As if they were trying just a bit too hard.
And while the computer animation is really well done, the recent releases of "The Corpse Bride" and "Wallace & Grommit" remind one just how artistic and craft-worthy the old ways of stop-action and claymation really are.
Everyone knows the nursery rhyme of "Chicken Little," the paranoid clucker who is hit by an acorn and then tries to convince his friends (Cocky Locky, Foxy Loxy, Goosey Lucy, Turkey Lurky, the Ugly Duckling, et al) that the sky is falling and that everyone should run for their lives.
In this film, the title character (voiced by Zach Braff - I think Woody Allen would have been a much, much better choice), a resident of Oakey Oaks, is hit by an octagon-shaped thing with clouds on it that he believes is a piece of the sky. Ringing the school's alarm bell, he causes everyone to go nuts. There are some nice funny scenes in this sequence, with automobiles crashing, animals running in all directions and a huge water tower rolling about like the huge boulder in "Raiders of the Lost Ark." Surrounded by his father (who is raising the little goofball by himself), the frightened townspeople and members of the news media, Chicken Little is unable to prove his assertion, so he becomes the town crackpot, even worse, a big disappointment to his jock father. A year later, Little is still treated like a total loser, but he is inventive and resourceful, so he is not completely overwhelmed, even though his best friends are pretty much worthless (except for Ugly Duckling - Joan Cusack).
The other two, a huge pig, Runt of the Litter (Steve Zahn) and Fish Out Of Water (Dan Molina)are pointless and lame - the former breaks into several popular songs ("Staying Alive," "Wannabe," "I Will Survive") and eats a lot (yeah, he's a pig, get it?), and the latter, wears a diving helmet filled with water. Naturally, this group is picked on by the popular kids (led by Foxy - Amy Sedaris) and, when they learn that the earth is being invaded by aliens (Fred Willard and Catherine O'Hara, among others), no one still believes the little chick and his loser friends.
Like I previously mentioned, I liked the very beginning, and I thought the last 10 minutes was pretty good, as well, the problem was the middle. I suppose the messages of Chicken and his father bonding (the younger viewers probably are not going to get this, though), childhood isolation and the in crowd versus those on the outside are important, but to me it was all lost in the boredom of the middle sequences. I didn't react, I didn't think and most important, I didn't laugh.

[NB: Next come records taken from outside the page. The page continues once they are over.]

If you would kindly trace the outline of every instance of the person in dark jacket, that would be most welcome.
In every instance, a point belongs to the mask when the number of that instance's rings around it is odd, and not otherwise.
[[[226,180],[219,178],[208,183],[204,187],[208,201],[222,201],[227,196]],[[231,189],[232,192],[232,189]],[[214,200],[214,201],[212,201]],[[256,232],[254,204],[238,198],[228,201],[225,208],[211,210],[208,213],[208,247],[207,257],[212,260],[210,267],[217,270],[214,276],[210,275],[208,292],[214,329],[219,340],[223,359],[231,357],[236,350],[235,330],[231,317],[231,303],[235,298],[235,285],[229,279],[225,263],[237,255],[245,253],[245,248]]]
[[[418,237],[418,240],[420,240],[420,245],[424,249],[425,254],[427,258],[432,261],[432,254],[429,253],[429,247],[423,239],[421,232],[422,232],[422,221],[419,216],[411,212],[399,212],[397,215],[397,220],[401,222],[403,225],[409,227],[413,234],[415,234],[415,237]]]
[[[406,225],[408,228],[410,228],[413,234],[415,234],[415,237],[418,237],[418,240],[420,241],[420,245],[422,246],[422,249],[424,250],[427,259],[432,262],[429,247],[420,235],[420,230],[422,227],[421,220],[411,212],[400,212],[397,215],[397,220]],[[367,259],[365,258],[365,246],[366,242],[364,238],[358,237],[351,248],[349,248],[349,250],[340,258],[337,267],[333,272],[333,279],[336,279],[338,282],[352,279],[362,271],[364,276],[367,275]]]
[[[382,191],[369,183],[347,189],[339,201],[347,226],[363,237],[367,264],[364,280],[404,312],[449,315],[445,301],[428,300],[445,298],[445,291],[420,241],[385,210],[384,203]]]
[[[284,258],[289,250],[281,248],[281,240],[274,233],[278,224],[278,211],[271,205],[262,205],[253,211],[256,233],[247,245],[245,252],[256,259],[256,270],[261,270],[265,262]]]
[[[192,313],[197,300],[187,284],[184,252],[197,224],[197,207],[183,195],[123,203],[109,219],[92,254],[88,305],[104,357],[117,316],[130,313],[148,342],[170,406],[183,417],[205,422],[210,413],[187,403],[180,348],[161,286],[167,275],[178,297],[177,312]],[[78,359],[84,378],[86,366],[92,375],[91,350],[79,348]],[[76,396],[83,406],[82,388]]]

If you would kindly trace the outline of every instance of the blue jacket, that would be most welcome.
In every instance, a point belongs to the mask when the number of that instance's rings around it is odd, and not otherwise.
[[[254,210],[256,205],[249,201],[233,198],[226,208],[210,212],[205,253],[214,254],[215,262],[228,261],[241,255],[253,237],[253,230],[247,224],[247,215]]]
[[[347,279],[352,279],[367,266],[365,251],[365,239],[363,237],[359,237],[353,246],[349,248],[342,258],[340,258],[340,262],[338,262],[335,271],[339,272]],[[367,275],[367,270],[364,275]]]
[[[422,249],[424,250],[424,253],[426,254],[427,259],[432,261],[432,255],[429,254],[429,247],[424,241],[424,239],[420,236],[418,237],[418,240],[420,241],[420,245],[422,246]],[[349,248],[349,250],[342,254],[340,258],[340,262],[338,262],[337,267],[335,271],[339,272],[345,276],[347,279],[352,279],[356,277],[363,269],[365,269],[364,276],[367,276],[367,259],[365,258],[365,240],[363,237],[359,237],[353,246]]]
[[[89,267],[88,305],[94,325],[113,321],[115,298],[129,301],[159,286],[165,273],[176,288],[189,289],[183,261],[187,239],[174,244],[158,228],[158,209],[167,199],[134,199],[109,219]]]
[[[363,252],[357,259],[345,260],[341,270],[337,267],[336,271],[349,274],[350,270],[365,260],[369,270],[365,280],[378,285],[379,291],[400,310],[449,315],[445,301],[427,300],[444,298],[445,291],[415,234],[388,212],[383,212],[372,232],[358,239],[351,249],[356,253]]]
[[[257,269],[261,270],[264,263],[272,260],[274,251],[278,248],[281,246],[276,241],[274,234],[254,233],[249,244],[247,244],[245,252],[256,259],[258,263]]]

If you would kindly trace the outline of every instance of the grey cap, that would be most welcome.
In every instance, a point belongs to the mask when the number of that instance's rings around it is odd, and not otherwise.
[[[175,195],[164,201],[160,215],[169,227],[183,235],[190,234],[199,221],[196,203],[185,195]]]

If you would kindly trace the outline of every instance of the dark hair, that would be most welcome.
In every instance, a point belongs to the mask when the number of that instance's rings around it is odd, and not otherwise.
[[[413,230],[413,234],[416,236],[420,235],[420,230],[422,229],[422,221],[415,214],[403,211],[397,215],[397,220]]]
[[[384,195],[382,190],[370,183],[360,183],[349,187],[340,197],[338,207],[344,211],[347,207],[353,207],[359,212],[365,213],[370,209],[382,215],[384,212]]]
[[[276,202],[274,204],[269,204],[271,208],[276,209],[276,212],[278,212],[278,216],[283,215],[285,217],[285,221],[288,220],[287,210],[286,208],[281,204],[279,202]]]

Unlike past Disney efforts such as "Toy Story," "Monster's Inc." and "Finding Nemo," the writing was as much for the adults as it was for children. In "Chicken Little," however, the jokes are painfully flat and I found myself just chuckling a few times, if that many. And while kids will probably dig the animation, many will probably be as befuddled with some of the pop cultural references, All in all, if your a HUGE fan of the genre, or a six-year-old child, you will probably enjoy this picture, but it is a big step down and a disappointment for those who expect the same movie as some of the studio's more successful computer-animated pictures.